Let op: plotspoilers!
De ik-verteller Stefan Hertmans kreeg in 1981 twee cahiers waarin zijn grootvader Urbain Martien zijn levensverhaal had opgeschreven. Hij wilde er altijd al iets mee doen, maar het materiaal bleef toch zo'n dertig jaar liggen. Met het herdenking van 100 jaar WOI op komst was het nu of nooit.
Het eerste deel van de roman vertelt over de kinderjaren van Urbain, en over de band met zijn ouders. Zijn vader Franciscus schilderde fresco's in kerken. Hij was een getalenteerd schilder, en Urbain wilde graag dezelfde kant op. Nadat zijn vader voor een opdracht maanden aan het werk was geweest in Liverpool, keerde hij doodziek terug naar zijn gezin in Vlaanderen. Na zijn overlijden hertrouwde Urbains moeder met de buurman; Urbain kon het met zijn stiefvader niet zo goed vinden.
Urbain gaat als 13-jarige aan de slag in een ijzergieterij, waar hij een dodelijk ongeluk ziet gebeuren. Om verder te komen in het leven moet hij kiezen tussen twee mogelijkheden: soldaat of priester. Hij besluit de vierjarige opleiding tot beroepsmilitair te volgen.

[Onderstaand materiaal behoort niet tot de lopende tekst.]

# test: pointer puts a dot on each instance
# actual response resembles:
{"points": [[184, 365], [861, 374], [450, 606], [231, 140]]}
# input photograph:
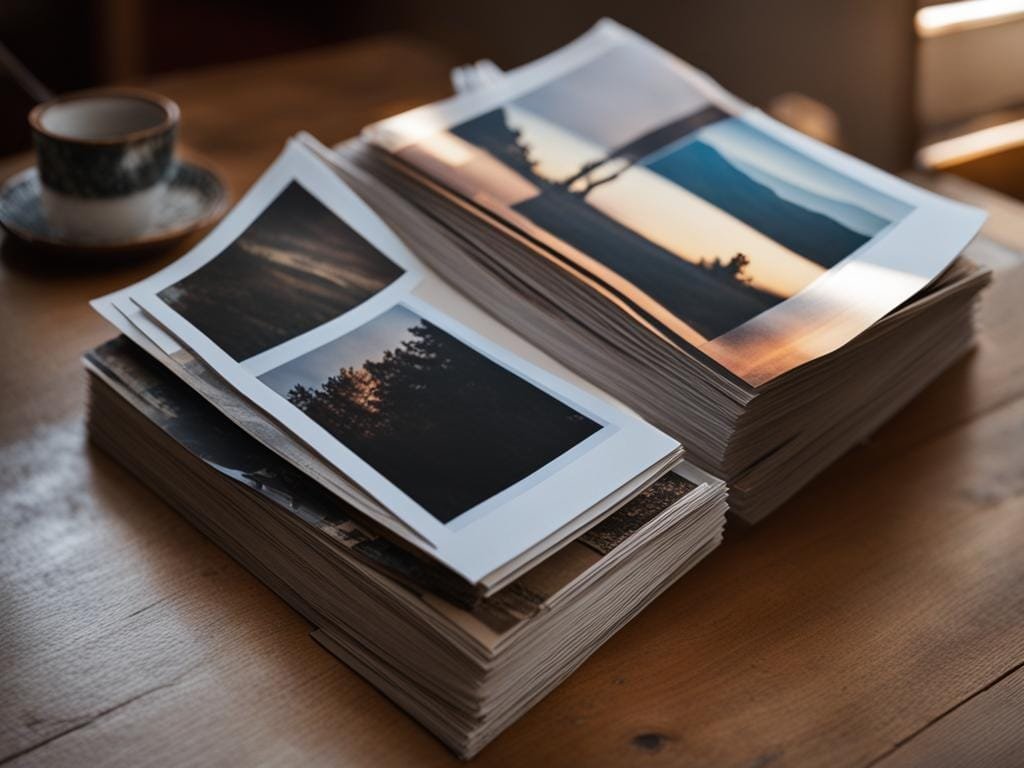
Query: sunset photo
{"points": [[694, 217], [440, 421], [295, 267]]}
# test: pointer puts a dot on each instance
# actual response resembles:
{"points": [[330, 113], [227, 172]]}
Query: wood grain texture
{"points": [[877, 619]]}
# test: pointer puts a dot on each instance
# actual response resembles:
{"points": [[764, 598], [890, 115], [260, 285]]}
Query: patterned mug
{"points": [[104, 157]]}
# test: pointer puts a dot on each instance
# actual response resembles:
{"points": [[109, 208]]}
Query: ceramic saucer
{"points": [[196, 197]]}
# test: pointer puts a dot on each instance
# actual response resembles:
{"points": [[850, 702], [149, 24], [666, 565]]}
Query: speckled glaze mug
{"points": [[104, 158]]}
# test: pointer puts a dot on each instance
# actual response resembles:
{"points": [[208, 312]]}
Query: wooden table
{"points": [[877, 620]]}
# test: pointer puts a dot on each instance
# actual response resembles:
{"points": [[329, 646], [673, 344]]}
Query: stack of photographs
{"points": [[764, 298], [462, 518]]}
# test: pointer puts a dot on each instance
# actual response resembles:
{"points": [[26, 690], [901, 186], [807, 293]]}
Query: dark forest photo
{"points": [[295, 267], [440, 421]]}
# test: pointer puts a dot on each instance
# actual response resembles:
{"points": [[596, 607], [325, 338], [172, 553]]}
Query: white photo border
{"points": [[869, 283]]}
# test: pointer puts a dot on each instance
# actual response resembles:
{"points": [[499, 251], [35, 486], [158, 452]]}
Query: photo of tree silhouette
{"points": [[442, 422], [699, 212], [296, 266]]}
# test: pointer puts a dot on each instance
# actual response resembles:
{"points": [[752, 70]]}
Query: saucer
{"points": [[196, 197]]}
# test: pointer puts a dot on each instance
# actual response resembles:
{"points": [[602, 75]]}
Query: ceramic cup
{"points": [[104, 158]]}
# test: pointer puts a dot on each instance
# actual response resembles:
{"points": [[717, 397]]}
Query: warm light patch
{"points": [[933, 20]]}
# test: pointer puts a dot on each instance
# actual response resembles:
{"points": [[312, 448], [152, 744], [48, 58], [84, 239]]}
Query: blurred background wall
{"points": [[861, 69]]}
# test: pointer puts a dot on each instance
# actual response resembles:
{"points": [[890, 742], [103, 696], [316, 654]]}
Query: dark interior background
{"points": [[856, 56]]}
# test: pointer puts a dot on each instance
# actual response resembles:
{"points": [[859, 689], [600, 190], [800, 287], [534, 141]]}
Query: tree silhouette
{"points": [[442, 422], [732, 269]]}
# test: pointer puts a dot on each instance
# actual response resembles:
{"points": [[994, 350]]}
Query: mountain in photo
{"points": [[707, 173]]}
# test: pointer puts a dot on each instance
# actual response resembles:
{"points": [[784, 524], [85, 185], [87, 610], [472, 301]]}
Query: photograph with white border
{"points": [[603, 448], [298, 252], [725, 230]]}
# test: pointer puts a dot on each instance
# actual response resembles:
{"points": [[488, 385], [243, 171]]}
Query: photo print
{"points": [[295, 267], [626, 167], [442, 422]]}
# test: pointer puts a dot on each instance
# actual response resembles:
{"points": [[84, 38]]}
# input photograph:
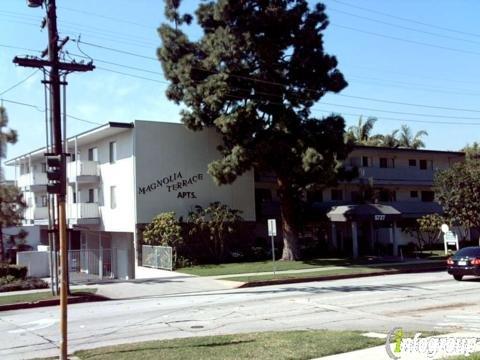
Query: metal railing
{"points": [[92, 264], [82, 168], [82, 211], [32, 178], [158, 257]]}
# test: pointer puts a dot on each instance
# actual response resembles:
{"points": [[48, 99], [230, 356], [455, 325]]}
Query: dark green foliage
{"points": [[253, 77], [216, 223], [18, 272], [9, 283], [11, 198], [458, 191]]}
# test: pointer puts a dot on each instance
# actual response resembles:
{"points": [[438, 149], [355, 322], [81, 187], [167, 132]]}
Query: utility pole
{"points": [[56, 161]]}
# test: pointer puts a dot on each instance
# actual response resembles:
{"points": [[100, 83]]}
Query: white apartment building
{"points": [[402, 180], [119, 177]]}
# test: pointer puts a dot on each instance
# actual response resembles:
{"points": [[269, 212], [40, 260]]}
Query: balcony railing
{"points": [[78, 211], [82, 171], [32, 179], [36, 213], [401, 175]]}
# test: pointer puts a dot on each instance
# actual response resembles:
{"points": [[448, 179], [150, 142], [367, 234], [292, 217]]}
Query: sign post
{"points": [[272, 232], [449, 238]]}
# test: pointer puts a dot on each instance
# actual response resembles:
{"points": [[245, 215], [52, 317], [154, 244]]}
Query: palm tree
{"points": [[472, 152], [408, 140], [360, 133], [390, 140]]}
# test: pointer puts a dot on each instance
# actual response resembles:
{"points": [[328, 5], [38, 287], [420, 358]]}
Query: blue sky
{"points": [[392, 53]]}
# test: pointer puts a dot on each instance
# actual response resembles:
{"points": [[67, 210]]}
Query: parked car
{"points": [[466, 261]]}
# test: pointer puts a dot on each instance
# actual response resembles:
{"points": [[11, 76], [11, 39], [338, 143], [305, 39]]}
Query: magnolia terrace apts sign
{"points": [[174, 182]]}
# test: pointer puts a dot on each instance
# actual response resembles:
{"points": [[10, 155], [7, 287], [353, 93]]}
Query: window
{"points": [[385, 195], [92, 195], [113, 151], [314, 196], [428, 196], [337, 194], [356, 197], [365, 162], [93, 154], [113, 197], [387, 163]]}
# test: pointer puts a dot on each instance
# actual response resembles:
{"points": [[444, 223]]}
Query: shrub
{"points": [[18, 272], [7, 284], [165, 230], [216, 224]]}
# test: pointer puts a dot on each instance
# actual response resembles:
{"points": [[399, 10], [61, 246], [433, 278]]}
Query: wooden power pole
{"points": [[56, 161]]}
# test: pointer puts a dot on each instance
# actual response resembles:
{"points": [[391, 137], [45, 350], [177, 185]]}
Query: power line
{"points": [[406, 19], [104, 17], [403, 27], [18, 83], [18, 48], [408, 104], [406, 40], [402, 119], [158, 73], [401, 112], [280, 84], [116, 50], [43, 110]]}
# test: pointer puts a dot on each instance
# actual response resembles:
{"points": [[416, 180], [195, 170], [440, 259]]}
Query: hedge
{"points": [[18, 272]]}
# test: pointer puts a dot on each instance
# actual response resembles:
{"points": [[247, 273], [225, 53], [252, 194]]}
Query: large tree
{"points": [[253, 75], [12, 205], [458, 191]]}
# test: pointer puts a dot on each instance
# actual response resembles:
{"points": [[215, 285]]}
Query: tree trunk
{"points": [[2, 247], [289, 228]]}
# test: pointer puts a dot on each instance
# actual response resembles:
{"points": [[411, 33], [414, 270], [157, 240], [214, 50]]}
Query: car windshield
{"points": [[468, 252]]}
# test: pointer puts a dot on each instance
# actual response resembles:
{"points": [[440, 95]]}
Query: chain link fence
{"points": [[158, 257]]}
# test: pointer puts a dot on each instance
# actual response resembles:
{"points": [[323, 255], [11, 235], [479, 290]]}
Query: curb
{"points": [[81, 298], [339, 277]]}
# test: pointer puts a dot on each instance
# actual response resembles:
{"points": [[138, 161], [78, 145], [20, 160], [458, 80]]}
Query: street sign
{"points": [[445, 228], [272, 227], [450, 238]]}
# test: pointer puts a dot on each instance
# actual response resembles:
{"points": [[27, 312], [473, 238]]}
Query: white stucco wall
{"points": [[119, 174], [170, 155]]}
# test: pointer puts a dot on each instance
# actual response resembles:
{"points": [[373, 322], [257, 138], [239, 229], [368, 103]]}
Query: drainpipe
{"points": [[77, 162]]}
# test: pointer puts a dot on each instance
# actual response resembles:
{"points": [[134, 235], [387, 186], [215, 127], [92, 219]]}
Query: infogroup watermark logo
{"points": [[398, 345]]}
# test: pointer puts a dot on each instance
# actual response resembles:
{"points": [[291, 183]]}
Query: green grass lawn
{"points": [[267, 266], [356, 269], [260, 266], [475, 356], [33, 297], [268, 345]]}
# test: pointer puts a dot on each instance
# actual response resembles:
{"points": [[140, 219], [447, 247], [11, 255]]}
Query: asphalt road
{"points": [[413, 301]]}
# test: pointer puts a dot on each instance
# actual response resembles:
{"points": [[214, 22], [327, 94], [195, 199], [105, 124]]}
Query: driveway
{"points": [[154, 282]]}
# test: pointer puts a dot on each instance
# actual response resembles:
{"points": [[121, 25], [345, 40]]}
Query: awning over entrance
{"points": [[364, 212]]}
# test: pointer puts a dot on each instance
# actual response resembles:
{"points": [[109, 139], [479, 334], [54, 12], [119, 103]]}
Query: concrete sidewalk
{"points": [[327, 268], [154, 282], [380, 353]]}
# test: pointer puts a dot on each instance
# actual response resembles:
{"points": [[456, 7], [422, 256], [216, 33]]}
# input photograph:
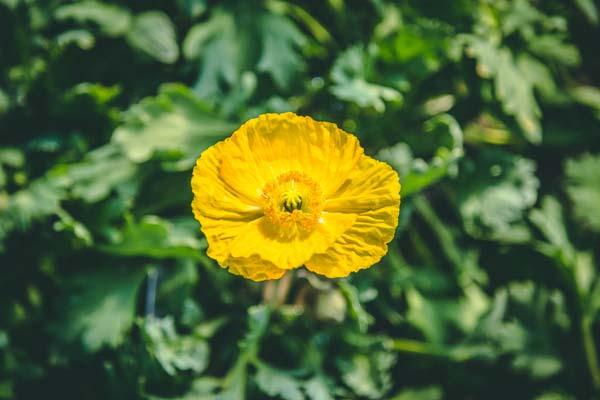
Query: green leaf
{"points": [[230, 44], [40, 200], [316, 389], [175, 353], [279, 57], [368, 375], [175, 122], [275, 382], [104, 170], [111, 19], [153, 34], [349, 74], [416, 173], [426, 393], [493, 192], [157, 238], [589, 9], [513, 88], [583, 188], [100, 307], [356, 311], [550, 222], [80, 37]]}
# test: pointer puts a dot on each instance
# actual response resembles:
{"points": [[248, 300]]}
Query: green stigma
{"points": [[291, 201]]}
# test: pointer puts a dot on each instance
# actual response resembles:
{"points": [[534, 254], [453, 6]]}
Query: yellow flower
{"points": [[286, 191]]}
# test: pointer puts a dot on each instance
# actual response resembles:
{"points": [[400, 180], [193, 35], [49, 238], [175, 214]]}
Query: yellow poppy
{"points": [[286, 191]]}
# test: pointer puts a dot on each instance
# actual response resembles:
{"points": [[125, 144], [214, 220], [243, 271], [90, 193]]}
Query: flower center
{"points": [[293, 201]]}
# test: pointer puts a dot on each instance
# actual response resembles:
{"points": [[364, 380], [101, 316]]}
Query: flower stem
{"points": [[590, 352], [275, 291]]}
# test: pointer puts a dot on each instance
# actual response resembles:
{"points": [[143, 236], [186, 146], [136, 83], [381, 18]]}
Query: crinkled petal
{"points": [[263, 239], [265, 147], [373, 192], [221, 211], [254, 268]]}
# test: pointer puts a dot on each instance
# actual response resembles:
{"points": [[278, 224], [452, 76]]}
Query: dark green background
{"points": [[489, 110]]}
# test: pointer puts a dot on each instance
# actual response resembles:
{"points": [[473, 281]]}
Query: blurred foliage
{"points": [[488, 109]]}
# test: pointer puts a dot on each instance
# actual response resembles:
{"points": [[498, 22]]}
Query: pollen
{"points": [[293, 201]]}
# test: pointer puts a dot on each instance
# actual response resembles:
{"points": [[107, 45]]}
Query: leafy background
{"points": [[489, 110]]}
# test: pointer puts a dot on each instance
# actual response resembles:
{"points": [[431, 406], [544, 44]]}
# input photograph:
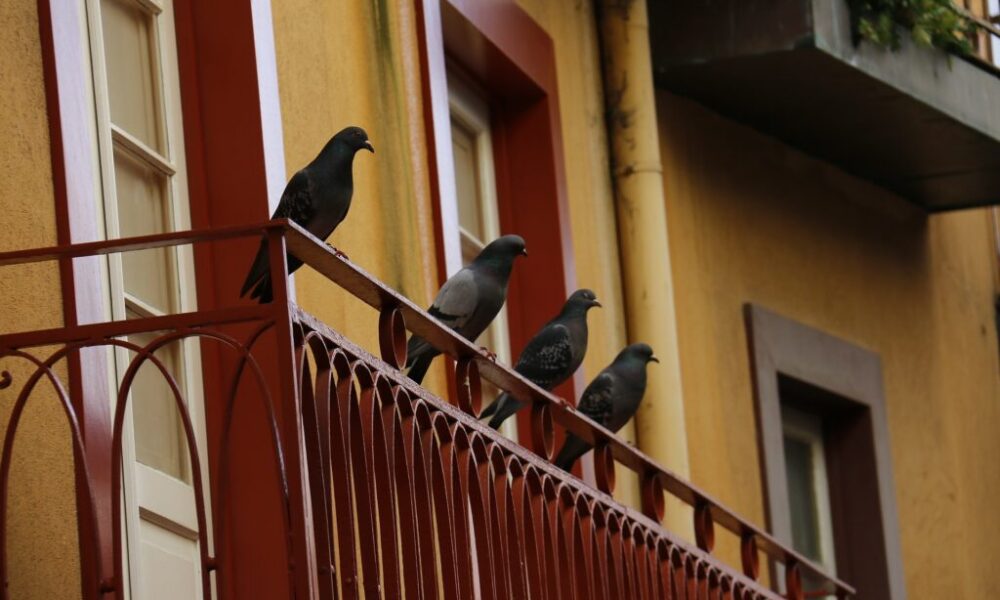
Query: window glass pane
{"points": [[142, 210], [467, 180], [159, 439], [802, 497], [130, 52]]}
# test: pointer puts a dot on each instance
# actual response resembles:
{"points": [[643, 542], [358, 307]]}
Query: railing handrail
{"points": [[654, 478]]}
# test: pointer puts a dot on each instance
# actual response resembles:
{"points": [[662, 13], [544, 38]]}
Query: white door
{"points": [[144, 190]]}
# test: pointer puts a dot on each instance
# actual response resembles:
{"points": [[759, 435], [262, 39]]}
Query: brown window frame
{"points": [[841, 382]]}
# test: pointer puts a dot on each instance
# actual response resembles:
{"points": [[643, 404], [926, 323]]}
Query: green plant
{"points": [[934, 23]]}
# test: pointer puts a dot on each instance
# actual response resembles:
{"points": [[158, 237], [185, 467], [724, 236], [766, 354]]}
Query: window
{"points": [[993, 13], [476, 195], [825, 453], [808, 488], [144, 191]]}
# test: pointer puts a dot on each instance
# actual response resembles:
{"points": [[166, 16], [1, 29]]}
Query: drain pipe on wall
{"points": [[623, 26]]}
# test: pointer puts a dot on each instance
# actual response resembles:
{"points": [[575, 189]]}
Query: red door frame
{"points": [[513, 59], [232, 131]]}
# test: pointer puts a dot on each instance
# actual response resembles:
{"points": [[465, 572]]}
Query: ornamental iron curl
{"points": [[388, 490]]}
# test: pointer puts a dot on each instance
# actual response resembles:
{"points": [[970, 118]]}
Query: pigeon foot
{"points": [[337, 252]]}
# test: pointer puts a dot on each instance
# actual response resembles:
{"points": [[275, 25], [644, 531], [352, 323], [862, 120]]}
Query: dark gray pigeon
{"points": [[317, 198], [611, 398], [469, 300], [552, 356]]}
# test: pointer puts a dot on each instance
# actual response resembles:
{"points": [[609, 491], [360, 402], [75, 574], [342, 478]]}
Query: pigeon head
{"points": [[581, 301], [351, 139], [637, 352], [502, 251]]}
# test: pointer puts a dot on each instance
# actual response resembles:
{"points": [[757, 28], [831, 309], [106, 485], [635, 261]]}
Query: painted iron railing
{"points": [[385, 490]]}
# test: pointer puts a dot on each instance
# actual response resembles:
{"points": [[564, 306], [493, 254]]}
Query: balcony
{"points": [[369, 484], [917, 121]]}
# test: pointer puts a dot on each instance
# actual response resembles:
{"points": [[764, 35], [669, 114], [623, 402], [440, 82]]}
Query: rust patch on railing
{"points": [[398, 493]]}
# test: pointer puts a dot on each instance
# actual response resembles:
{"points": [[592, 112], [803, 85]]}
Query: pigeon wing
{"points": [[597, 402], [454, 305], [297, 201], [547, 356], [457, 300]]}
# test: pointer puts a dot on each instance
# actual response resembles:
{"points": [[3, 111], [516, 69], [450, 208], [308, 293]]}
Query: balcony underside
{"points": [[915, 121]]}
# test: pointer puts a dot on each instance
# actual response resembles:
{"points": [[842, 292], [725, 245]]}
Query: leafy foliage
{"points": [[934, 23]]}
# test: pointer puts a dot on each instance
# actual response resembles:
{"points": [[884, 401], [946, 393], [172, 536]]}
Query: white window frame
{"points": [[808, 429], [154, 485], [472, 113]]}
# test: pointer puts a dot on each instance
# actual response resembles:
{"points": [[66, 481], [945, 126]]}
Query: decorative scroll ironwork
{"points": [[406, 494]]}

Dan breekt de Eerste Wereldoorlog uit.
In het tweede deel (1914-1918) vertelt Urbain zelf wat hij in die oorlog heeft meegemaakt. Het zijn de ervaringen van een eenvoudige jongen in een te gruwelijke werkelijkheid. Hij raakt een aantal keren gewond, wordt weer opgelapt - onder andere in Liverpool, waar hij het laatste fresco van zijn vader ontdekt - en keert terug naar het front.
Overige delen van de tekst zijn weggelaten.